At the programme, the leaders of the platform placed their four-point demands including halting the education ministry's suicidal initiative to course reduction, amending the definition of the Bangladesh National Building Code (BNBC)-2020 and some of its sections.
In a written statement, Mirza ATM Golam Mostafa, member secretary of the organisation, said the unreasonable and hasty decision of the ministry will push the entire Diploma Engineering education system to the brink of destruction.
If this initiative is implemented, diploma engineers in the workplace will be devalued nationally and internationally and promotion in the workplace will be hampered, he added.
Golam Mostafa said such a decision is suicidal. This will make the country's diploma engineering courses of lower standard than the rest of the world. Diploma engineers will lose their salaries and dignity in the international job market.

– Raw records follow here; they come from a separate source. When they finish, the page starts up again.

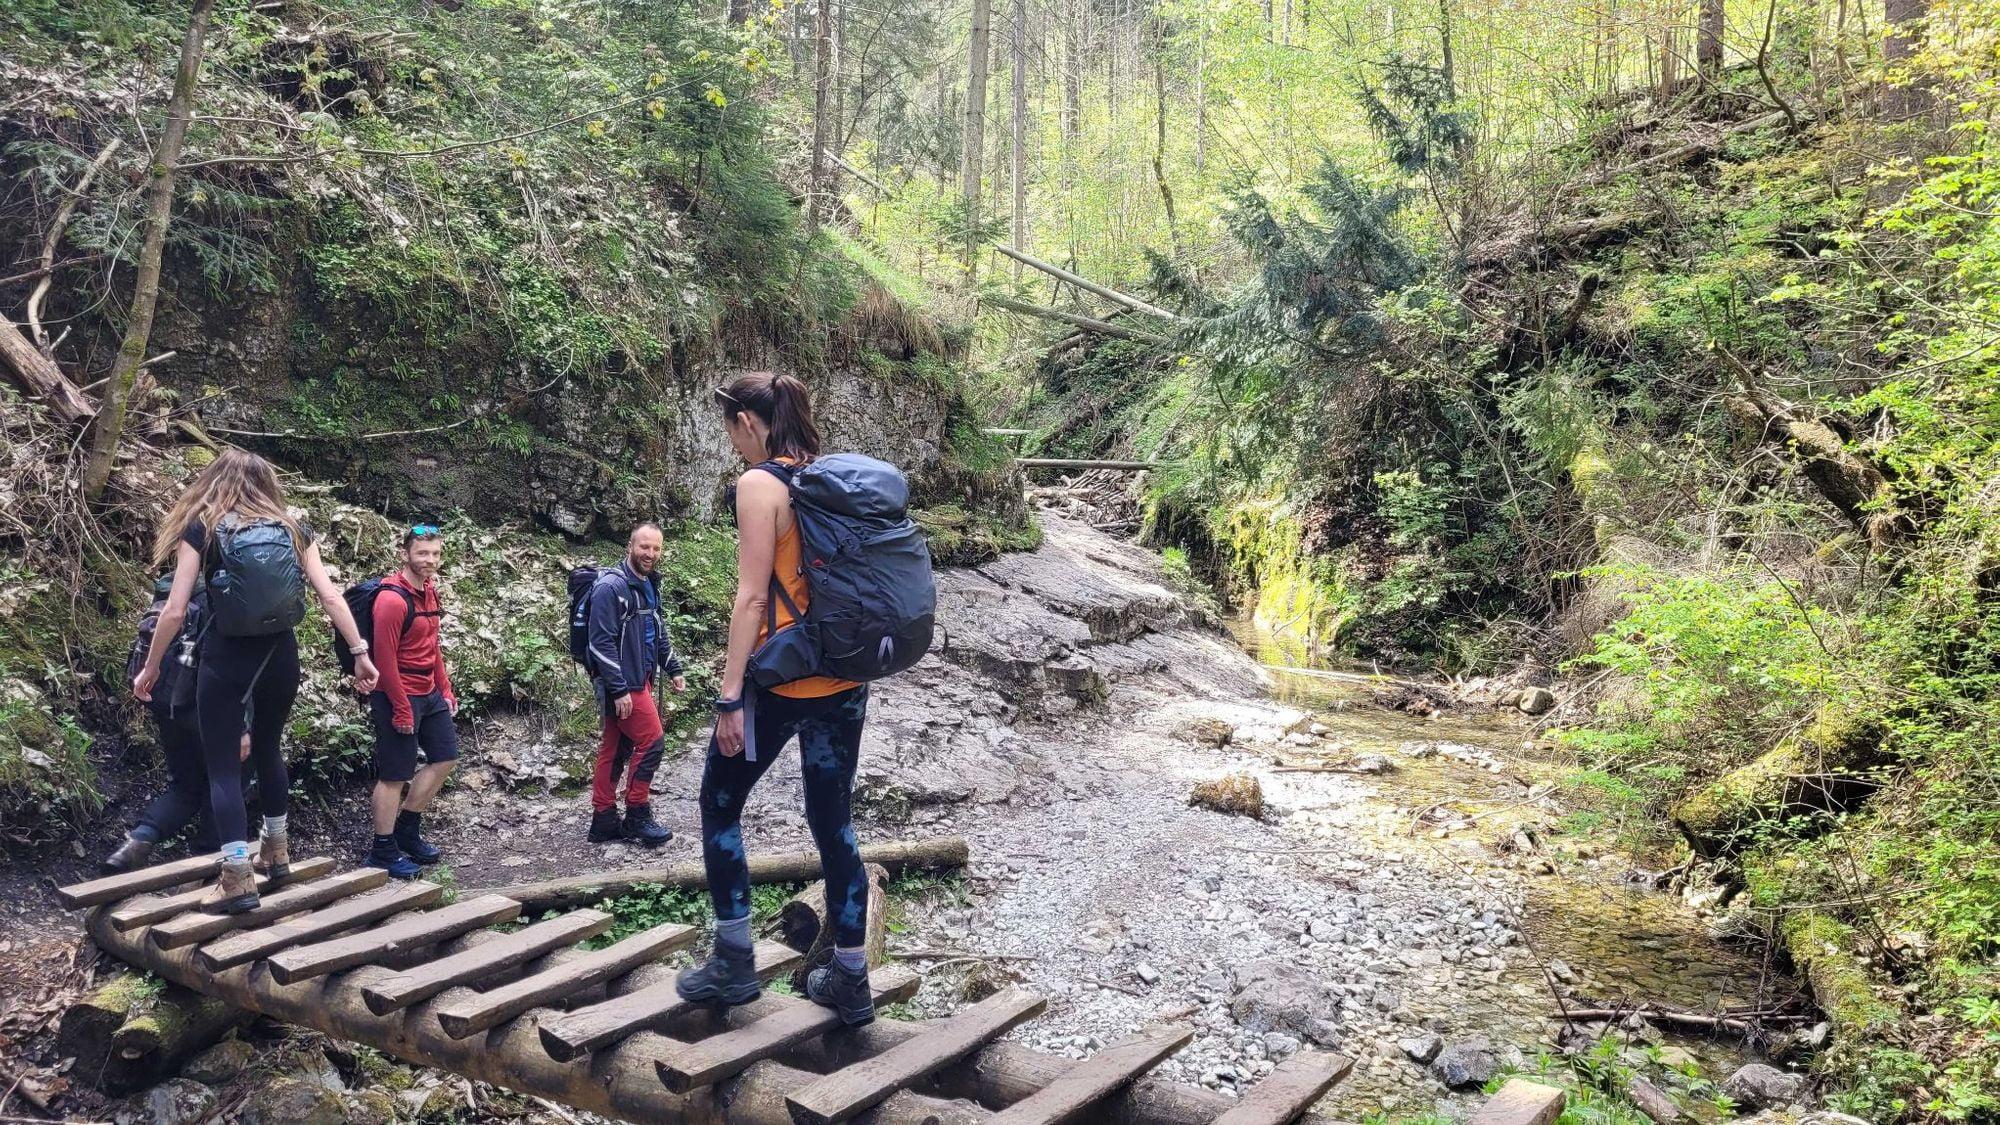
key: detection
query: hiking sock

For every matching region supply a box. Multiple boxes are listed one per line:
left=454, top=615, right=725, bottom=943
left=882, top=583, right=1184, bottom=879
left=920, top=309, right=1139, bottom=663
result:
left=716, top=914, right=753, bottom=953
left=262, top=814, right=287, bottom=838
left=371, top=833, right=399, bottom=857
left=221, top=840, right=252, bottom=863
left=130, top=824, right=163, bottom=844
left=834, top=946, right=867, bottom=974
left=395, top=809, right=422, bottom=834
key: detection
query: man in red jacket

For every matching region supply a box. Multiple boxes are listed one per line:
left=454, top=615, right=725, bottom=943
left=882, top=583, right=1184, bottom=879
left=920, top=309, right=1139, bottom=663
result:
left=364, top=524, right=460, bottom=878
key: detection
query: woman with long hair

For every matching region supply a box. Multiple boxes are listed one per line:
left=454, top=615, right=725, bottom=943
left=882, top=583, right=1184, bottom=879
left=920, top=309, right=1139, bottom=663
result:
left=133, top=449, right=378, bottom=913
left=675, top=371, right=878, bottom=1027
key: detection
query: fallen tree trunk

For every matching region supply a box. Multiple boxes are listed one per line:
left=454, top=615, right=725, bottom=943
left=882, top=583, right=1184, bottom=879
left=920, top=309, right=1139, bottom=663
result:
left=1016, top=458, right=1160, bottom=471
left=59, top=976, right=251, bottom=1094
left=991, top=246, right=1184, bottom=322
left=981, top=295, right=1169, bottom=344
left=1728, top=389, right=1912, bottom=548
left=0, top=314, right=93, bottom=422
left=483, top=837, right=968, bottom=915
left=1780, top=911, right=1902, bottom=1051
left=1672, top=712, right=1885, bottom=858
left=777, top=863, right=888, bottom=991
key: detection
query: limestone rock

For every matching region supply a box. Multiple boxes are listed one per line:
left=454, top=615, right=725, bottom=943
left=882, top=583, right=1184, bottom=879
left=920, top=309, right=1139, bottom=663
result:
left=1431, top=1038, right=1500, bottom=1089
left=1190, top=773, right=1264, bottom=819
left=1179, top=718, right=1235, bottom=747
left=1399, top=1031, right=1444, bottom=1064
left=1721, top=1063, right=1808, bottom=1109
left=1625, top=1076, right=1682, bottom=1123
left=1517, top=686, right=1556, bottom=714
left=1228, top=959, right=1342, bottom=1041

On 24 May, the ministry formed a committee to reduce the four-year Diploma Engineering course to three years.
Institution of Diploma Engineers Bangladesh (IDEB) general secretary Shamsur Rahman said "We appeal to the government to take necessary steps to modernize the four-year Diploma Engineering course curriculum to meet the challenges of the 4th Industrial Revolution."
At the end of the four-year course, six more months of practical work should be kept to connect with the industrial organisations, he opined.
Other demands include special increment for diploma engineers, increase in promotion quota to 50 %; to keep 1:5 ratio of degree and diploma engineers in government and semi-government, autonomous bodies, petrobangla corporations and various companies in the power division, determining the minimum salary and designation of diploma engineers working in the private sector and cooperation from the government to build them as entrepreneurs.
Their demands also include reduction of teaching staff shortage in Technical and Vocational Education & Training (TVET) institutes and polytechnic institutes and promotion of teachers and job regularisation of teachers appointed under the Skills and Training Enhancement Project (STEP).